In the study, McLellan and her colleagues suggest that the genus Blautia in Lachnospiraceae family may contain bacterial organisms that are specific to the host, therefore can be used to decet human contamination in environmental samples more accurately. But the taxonomic resolution is the limiting factor if one expects to find one named organism for each source. To overcome this problem they used oligotyping in the paper to identify closely related but distinct organisms among sequencing reads that were identified as Blautia during the taxonomic classification, and I helped them with the analyses of their datasets.

We used 152,730 quality-controlled reads from 132 samples (including human, sewage, chicken and cow samples). These reads were coming from the V6 region of the 16 rRNA gene, and were identified as genus Blautia. Then we oligotyped them. Oligotying process identified 108 oligotypes, distribution of which among these samples looked like this (Figure 6 in the original paper by McLellan et al.):

This is how the caption of this figure reads:

Stacked bar chart of oligotypes among groups of samples. Each bar in the figure represents a sample and each colour denotes a different oligotype. Bars at the bottom indicate sample sources.

Among all the reads that were identified as Blautia by taxonomic analysis, now you can see that there are certain colors (oligotypes) that seem to be human specific. And the sewage samples very nicely resemble the human Blautia distribuiton, and present, somewhat expectedly, less variation from sample to sample (since everything is being mixed together in the sewage, it ameliorates the inter-personal variation we observe among humans). Meanwhile cows and chickens have their own distrubtion profiles that seem to be different than human-associated Blautia profiles.

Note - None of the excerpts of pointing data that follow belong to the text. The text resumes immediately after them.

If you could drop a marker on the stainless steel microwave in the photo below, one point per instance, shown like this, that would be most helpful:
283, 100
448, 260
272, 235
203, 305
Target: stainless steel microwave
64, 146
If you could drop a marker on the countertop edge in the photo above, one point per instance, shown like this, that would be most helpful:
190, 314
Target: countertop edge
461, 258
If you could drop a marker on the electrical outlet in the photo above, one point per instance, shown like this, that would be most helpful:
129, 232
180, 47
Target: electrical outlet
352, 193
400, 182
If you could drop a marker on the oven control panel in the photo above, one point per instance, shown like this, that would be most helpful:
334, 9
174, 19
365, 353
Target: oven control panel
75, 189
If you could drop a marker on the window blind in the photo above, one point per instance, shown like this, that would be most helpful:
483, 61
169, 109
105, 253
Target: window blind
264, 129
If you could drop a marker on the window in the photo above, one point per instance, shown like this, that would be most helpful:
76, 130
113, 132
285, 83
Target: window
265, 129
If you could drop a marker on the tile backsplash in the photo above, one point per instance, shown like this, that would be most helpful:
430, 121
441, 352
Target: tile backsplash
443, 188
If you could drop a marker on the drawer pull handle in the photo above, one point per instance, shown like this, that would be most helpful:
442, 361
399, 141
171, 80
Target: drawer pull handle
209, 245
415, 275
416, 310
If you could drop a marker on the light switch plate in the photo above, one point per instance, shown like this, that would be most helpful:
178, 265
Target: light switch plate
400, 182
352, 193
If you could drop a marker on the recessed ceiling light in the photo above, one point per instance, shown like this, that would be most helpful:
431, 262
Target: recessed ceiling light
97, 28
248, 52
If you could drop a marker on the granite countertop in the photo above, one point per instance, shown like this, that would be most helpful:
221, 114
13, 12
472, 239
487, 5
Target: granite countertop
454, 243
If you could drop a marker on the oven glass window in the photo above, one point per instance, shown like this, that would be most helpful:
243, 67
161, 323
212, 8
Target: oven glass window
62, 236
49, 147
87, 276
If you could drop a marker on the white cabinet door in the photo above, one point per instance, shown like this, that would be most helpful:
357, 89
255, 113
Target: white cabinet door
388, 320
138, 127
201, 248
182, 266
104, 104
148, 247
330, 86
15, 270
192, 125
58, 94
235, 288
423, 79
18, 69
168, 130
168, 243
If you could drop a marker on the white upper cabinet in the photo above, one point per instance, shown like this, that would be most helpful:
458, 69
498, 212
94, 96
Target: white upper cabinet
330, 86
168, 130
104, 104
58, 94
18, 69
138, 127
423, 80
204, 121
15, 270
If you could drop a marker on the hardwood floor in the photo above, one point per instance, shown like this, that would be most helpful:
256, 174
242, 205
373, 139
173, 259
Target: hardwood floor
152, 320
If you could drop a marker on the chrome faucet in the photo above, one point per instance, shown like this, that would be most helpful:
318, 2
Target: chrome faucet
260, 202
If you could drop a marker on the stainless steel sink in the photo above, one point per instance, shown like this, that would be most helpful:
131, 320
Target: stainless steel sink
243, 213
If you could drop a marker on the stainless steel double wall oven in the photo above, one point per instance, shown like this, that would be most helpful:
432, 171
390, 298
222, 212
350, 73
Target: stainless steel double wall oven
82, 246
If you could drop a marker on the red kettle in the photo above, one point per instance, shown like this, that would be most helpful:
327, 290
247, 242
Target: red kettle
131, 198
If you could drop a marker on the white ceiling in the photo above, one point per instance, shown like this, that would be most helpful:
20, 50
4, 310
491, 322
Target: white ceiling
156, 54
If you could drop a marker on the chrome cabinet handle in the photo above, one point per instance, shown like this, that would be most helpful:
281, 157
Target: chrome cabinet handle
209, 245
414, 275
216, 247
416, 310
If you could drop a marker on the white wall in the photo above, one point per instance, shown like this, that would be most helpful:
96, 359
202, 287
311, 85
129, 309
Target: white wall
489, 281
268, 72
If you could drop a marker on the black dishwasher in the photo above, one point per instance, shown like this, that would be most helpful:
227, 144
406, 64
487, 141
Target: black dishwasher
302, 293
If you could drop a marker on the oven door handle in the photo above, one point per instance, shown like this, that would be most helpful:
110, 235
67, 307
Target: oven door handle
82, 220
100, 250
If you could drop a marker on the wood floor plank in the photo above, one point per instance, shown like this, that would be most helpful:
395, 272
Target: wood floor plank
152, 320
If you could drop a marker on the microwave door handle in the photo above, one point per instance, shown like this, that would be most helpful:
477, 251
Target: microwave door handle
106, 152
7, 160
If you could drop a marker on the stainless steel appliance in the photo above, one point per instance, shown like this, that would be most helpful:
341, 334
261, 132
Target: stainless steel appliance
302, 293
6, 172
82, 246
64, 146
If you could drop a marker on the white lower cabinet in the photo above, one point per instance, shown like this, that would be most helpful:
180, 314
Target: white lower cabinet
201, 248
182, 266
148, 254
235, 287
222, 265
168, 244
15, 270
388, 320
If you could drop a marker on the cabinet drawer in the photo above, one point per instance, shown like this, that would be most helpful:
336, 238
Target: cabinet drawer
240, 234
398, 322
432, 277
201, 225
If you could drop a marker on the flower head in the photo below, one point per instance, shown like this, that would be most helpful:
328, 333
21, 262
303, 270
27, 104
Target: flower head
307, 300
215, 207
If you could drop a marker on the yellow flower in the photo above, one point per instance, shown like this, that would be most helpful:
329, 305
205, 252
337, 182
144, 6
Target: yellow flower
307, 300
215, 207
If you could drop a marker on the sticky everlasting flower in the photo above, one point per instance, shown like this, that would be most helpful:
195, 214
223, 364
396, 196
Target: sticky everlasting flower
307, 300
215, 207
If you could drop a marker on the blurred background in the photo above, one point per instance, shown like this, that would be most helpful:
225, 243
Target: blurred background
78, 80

But it is not easy to see ‘specificity’ of certain oligotypes when there are many colors. This figure clarifies that (Figure 7 in the original paper by McLellan et al.):

And here is how the caption reads:

Relative abundance representations among sample sources for eight Blautia host-specific oligotypes. Each dot in these panels represents the relative abundance of the listed oligotype (above each plot) among all Blautia assigned sequences in a faecal sample collected from a CHK = chicken (blue), CAT = cattle (green), HUM = human (orange) or a SEW = sewage influent sample (red). Box plots next to the dots provide the 25% and 75% and median relative abundance values for the samples. Whiskers represent 1.5 times the 25% and 75% quartile range.

If you are curious, you can take a look from Table 3 in this open-access paper to get the full-length V6 reads these oligotypes refer to.

This study demonstrates a very efficient way of using the oligotyping method.